6. Relation to prior methods, interpretation, and limitations
CompressedVQA-HDR belongs to a broader sequence of attempts to adapt quality assessment to HDR. HDRMAX proposed a feature augmentation that makes SDR-designed models more sensitive to bit depth and HDR-visible distortions in locally bright and dark regions; on LIVE HDR, VMAF+HDRMAX reached SRCC 0.8528 in the full-reference setting, while VBLIINDS+HDRMAX+NOISE reached SRCC 0.8492 in the no-reference setting (Ebenezer et al., 2023). HIDRO-VQA instead transferred self-supervised SDR representations to HDR using unlabeled HDR videos and reached SROCC 0.8793 in dark ambient and 0.8930 in bright ambient on LIVE-HDR (Saini et al., 2023). In the full-reference compressed-HDR regime, 3C-FUNQUE+ and its HDRMAX-augmented variants achieved strong LIVE-HDR performance, with dark-ambient SROCC up to 0.9022 and bright-ambient SROCC up to 0.8906 (Venkataramanan et al., 2023).
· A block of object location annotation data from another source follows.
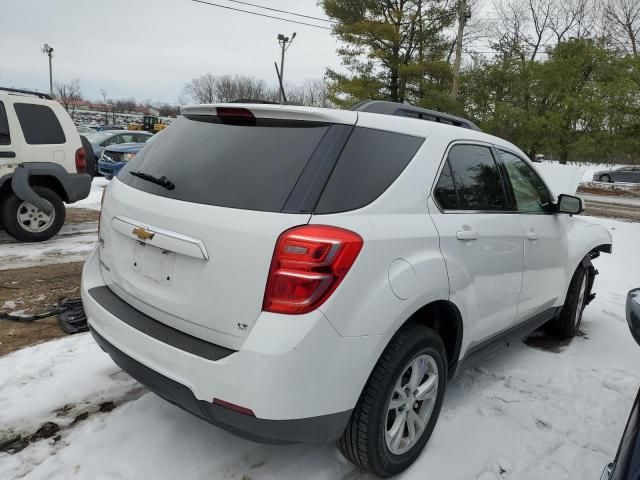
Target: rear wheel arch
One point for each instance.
(444, 317)
(50, 182)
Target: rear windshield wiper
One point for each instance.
(162, 181)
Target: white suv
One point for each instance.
(43, 163)
(300, 274)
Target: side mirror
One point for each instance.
(570, 204)
(633, 313)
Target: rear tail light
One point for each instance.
(309, 262)
(81, 160)
(234, 407)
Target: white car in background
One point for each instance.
(300, 274)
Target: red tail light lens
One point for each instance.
(233, 406)
(81, 160)
(309, 262)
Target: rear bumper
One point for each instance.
(299, 377)
(109, 168)
(316, 429)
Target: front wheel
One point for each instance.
(567, 324)
(25, 222)
(400, 404)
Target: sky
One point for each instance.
(151, 48)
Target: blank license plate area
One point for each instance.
(153, 263)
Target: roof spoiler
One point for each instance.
(405, 110)
(26, 92)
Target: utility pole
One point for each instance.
(282, 40)
(48, 50)
(464, 13)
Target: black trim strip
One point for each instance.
(155, 329)
(321, 429)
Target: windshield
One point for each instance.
(248, 167)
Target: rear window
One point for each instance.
(5, 138)
(39, 124)
(237, 166)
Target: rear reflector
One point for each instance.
(104, 194)
(81, 160)
(236, 116)
(309, 262)
(234, 407)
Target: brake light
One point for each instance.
(104, 194)
(234, 407)
(81, 160)
(236, 116)
(309, 262)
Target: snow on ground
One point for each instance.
(95, 195)
(589, 168)
(74, 243)
(526, 414)
(589, 197)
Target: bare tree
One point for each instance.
(237, 87)
(201, 89)
(68, 94)
(105, 103)
(511, 28)
(623, 22)
(209, 88)
(574, 18)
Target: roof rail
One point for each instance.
(253, 100)
(46, 96)
(404, 110)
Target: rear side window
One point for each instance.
(476, 179)
(252, 167)
(445, 191)
(39, 124)
(5, 138)
(369, 164)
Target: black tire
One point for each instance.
(363, 441)
(9, 211)
(90, 156)
(567, 323)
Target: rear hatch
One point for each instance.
(189, 226)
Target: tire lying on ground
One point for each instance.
(567, 323)
(25, 222)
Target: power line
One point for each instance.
(260, 14)
(283, 11)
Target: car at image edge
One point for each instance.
(627, 174)
(44, 163)
(114, 157)
(301, 274)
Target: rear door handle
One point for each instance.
(467, 235)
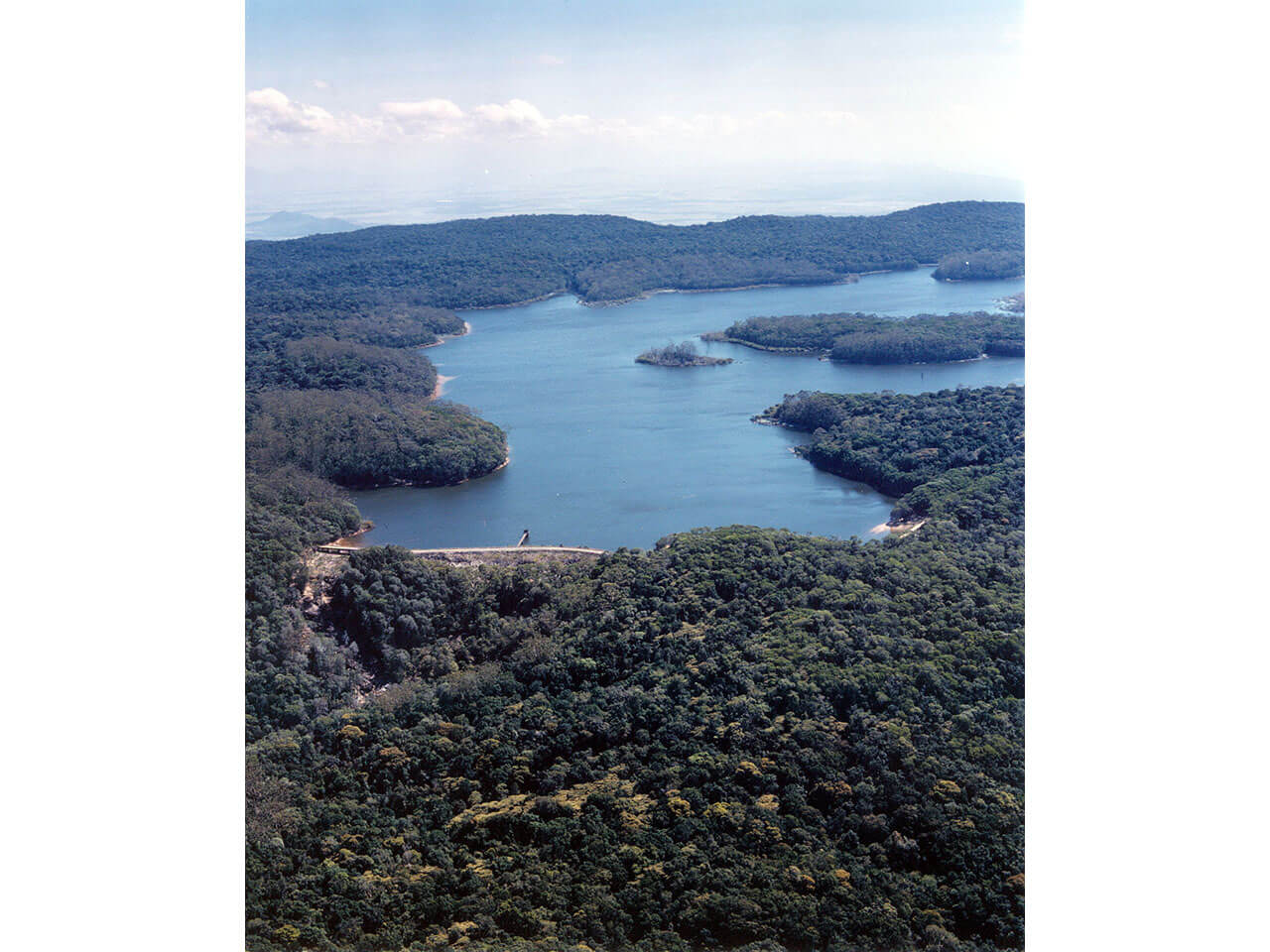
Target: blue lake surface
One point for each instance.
(606, 452)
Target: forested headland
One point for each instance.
(683, 354)
(489, 262)
(982, 264)
(743, 735)
(957, 453)
(866, 338)
(740, 738)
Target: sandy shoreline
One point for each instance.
(615, 302)
(899, 529)
(443, 380)
(443, 338)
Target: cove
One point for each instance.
(606, 452)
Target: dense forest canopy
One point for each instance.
(976, 266)
(486, 262)
(742, 739)
(867, 338)
(362, 439)
(743, 735)
(957, 453)
(325, 363)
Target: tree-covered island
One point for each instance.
(740, 739)
(683, 354)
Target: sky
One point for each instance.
(550, 98)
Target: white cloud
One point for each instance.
(271, 114)
(273, 117)
(423, 109)
(516, 116)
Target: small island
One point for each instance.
(684, 354)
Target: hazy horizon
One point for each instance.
(382, 112)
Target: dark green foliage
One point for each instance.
(362, 439)
(290, 675)
(744, 735)
(974, 266)
(866, 338)
(379, 325)
(488, 262)
(324, 363)
(744, 739)
(683, 354)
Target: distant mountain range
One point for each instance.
(284, 225)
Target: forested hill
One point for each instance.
(742, 737)
(484, 262)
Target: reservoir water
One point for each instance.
(606, 452)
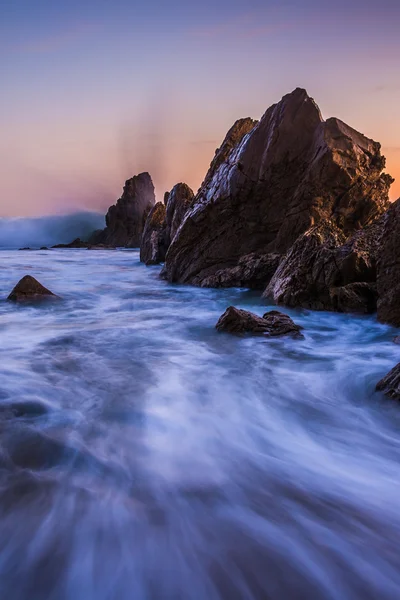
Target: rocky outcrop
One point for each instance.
(163, 222)
(253, 271)
(323, 272)
(270, 182)
(125, 220)
(388, 268)
(272, 324)
(390, 384)
(28, 289)
(154, 240)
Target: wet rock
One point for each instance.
(388, 268)
(390, 384)
(270, 182)
(253, 271)
(324, 272)
(271, 324)
(29, 289)
(154, 240)
(126, 219)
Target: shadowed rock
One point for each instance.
(388, 268)
(272, 324)
(154, 240)
(270, 182)
(390, 384)
(29, 289)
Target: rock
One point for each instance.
(29, 289)
(253, 271)
(270, 182)
(178, 202)
(388, 268)
(324, 272)
(126, 219)
(154, 240)
(272, 324)
(390, 384)
(77, 243)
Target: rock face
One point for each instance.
(388, 269)
(154, 240)
(323, 272)
(29, 289)
(272, 324)
(273, 180)
(390, 384)
(125, 220)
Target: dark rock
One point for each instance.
(323, 272)
(253, 271)
(179, 200)
(270, 182)
(390, 384)
(77, 243)
(388, 268)
(126, 219)
(154, 240)
(29, 289)
(272, 324)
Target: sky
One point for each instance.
(94, 92)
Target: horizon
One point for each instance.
(94, 94)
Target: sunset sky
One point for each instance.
(93, 91)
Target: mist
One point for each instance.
(49, 230)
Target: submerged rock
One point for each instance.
(270, 182)
(154, 240)
(388, 268)
(323, 272)
(29, 289)
(126, 219)
(271, 324)
(390, 384)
Relative to these methods, CompressedVQA-HDR replaces explicit HDR handcrafting with large pretrained backbones and generalization-oriented training. This suggests that its main novelty lies less in a new HDR psychovisual mechanism than in the way representation learning, dataset transfer, and dual FR/NR formulation are combined. The paper’s own limitations reinforce that reading. It does not introduce explicit temporal modeling beyond frame averaging, does not report parameter counts or runtime, and does not add bespoke luminance-adaptation or transfer-function-aware modules. Its HDR specificity is therefore largely empirical and data-driven rather than mechanistically modeled (Sun et al., 16 Jul 2025).
A broader field-level implication is that CompressedVQA-HDR marks a transitional stage between earlier lab-oriented HDR benchmarks and later large-scale HDR-UGC systems. Later work such as Beyond8Bits and HDR-Q extends the same generalization agenda toward tens of thousands of HDR-UGC videos, HDR-native multimodal reasoning, and explicit HDR-vs-SDR contrastive learning (Saini et al., 1 Mar 2026). In that sense, CompressedVQA-HDR can be read as a foundation-model adaptation of compressed VQA to HDR, positioned between feature-engineered HDR extensions and the subsequent move toward large-scale, UGC-driven, HDR-native learning.